Com o incremento às ações preventivas, o CNJ institucionalizou a autenticação de múltiplo fator, reforçando a segurança e garantindo a plena integralidade e higidez dos acessos.
O Tribunal de Justiça informou, ainda, que em dezembro 2023, realizou a migração do sistema da nuvem do CNJ para uma nuvem própria, contratando um serviço de firewall, que impede ações que tentam disfarçar o verdadeiro endereço IP de acesso aos sistemas. “O acesso noticiado ocorreu por meio de acesso legítimo em nome de terceiros de boa-fé e a situação já está sendo apurada nas instâncias legais, já tendo este Tribunal adotado todas as medidas administrativas cabíveis”, diz o TJPI.
O órgão reiterou que está colaborando ativamente com as autoridades responsáveis e que continuará prestando todas as informações e esclarecimentos necessários para a elucidação dos fatos. As providências que competem ao TJPI foram adotadas no âmbito interno. Questões que ultrapassam a competência administrativa da instituição seguem em tramitação nas instâncias competentes.
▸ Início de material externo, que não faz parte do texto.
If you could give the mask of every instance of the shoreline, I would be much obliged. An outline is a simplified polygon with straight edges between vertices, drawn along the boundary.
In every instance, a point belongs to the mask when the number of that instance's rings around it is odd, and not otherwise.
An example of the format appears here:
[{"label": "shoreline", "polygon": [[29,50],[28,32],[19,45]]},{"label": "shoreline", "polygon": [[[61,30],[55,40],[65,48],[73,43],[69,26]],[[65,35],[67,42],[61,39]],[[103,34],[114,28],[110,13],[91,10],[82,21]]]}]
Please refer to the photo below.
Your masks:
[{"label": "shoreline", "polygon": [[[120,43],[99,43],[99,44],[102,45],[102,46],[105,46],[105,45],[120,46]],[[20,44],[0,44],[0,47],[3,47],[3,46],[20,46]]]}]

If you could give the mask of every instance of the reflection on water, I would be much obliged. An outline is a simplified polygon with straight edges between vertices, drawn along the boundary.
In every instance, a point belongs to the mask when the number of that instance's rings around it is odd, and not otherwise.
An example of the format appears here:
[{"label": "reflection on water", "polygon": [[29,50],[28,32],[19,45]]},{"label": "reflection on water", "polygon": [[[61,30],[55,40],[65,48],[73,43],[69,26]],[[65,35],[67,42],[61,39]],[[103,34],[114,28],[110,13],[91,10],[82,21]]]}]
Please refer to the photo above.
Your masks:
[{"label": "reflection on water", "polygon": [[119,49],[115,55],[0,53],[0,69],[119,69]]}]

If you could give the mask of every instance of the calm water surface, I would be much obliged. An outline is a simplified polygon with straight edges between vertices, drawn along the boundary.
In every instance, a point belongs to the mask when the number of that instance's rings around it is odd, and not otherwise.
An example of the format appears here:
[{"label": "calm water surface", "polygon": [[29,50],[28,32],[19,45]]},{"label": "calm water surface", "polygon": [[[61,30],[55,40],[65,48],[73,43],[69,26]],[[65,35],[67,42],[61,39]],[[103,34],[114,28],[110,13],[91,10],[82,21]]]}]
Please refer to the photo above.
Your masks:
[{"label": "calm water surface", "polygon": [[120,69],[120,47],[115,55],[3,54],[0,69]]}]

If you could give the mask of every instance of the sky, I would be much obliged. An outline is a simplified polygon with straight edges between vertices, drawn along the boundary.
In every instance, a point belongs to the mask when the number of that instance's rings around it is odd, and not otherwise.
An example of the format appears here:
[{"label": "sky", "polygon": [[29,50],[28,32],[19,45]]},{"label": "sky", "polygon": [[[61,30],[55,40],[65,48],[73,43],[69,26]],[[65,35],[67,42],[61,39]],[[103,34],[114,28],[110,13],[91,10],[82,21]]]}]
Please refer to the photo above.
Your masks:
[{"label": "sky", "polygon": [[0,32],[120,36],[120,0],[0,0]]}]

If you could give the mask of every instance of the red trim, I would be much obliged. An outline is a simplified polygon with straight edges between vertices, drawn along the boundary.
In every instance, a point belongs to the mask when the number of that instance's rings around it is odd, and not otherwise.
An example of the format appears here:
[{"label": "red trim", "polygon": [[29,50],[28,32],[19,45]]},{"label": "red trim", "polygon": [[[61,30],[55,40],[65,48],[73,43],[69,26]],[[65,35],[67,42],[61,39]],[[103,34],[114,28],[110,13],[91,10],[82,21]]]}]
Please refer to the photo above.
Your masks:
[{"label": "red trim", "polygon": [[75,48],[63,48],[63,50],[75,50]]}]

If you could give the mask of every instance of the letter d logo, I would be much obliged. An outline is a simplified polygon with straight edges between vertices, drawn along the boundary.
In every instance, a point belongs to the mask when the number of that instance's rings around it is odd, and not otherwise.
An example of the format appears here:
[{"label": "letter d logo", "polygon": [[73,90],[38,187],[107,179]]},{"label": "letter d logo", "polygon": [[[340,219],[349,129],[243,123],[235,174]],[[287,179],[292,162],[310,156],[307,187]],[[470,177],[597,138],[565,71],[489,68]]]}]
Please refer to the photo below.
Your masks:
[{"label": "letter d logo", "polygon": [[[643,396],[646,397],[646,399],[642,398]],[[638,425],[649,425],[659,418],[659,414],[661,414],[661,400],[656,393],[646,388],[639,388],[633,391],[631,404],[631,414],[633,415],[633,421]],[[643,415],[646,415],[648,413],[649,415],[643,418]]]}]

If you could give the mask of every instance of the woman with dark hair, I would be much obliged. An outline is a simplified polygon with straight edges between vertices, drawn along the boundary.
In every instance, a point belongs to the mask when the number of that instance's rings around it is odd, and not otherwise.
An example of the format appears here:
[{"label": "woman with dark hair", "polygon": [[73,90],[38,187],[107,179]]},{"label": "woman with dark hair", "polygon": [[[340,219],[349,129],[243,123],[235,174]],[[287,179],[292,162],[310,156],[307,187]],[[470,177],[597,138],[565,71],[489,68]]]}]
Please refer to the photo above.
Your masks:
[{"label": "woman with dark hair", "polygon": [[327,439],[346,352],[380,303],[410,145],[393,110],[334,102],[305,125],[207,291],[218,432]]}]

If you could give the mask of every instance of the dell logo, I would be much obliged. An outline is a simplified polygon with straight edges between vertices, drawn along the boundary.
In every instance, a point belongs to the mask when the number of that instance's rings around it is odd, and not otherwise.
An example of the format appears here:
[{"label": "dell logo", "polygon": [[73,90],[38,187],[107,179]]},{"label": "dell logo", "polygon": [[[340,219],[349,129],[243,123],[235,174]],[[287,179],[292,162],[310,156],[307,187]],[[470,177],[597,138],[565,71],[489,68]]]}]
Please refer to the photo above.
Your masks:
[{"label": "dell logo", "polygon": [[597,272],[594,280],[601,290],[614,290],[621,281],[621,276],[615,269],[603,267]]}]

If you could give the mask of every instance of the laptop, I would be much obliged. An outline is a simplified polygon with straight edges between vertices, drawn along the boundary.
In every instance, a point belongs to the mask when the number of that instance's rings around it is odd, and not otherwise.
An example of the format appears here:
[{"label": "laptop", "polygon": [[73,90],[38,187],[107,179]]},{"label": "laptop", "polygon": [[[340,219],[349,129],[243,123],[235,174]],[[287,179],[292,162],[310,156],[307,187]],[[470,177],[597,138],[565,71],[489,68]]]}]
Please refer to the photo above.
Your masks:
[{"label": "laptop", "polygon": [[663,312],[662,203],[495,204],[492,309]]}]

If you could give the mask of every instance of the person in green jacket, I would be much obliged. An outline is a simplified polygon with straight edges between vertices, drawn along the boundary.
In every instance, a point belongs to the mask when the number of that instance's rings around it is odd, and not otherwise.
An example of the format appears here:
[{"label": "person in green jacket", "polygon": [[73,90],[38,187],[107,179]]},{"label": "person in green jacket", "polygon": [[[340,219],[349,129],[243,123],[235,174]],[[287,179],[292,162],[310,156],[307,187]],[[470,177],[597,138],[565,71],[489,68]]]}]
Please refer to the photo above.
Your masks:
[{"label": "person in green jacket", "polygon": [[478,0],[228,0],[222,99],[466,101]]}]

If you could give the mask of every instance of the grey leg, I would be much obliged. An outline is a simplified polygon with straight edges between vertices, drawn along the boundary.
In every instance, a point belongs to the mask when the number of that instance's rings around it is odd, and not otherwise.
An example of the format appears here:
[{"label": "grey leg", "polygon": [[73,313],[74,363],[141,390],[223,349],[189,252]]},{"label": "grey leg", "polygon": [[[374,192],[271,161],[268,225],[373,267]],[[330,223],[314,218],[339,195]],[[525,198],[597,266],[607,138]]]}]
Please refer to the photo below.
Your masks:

“O Judiciário piauiense reitera seu compromisso com a transparência, a segurança institucional e o respeito às normas que regem a administração da Justiça. Por fim, o Judiciário piauiense reafirma a confiabilidade e a segurança do sistema de tramitação atualmente utilizado, que opera sob infraestrutura robusta e com mecanismos avançados de proteção, garantindo a integridade e a proteção dos dados processuais e com adoção de mecanismos contínuos de monitoramento”, conclui a nota.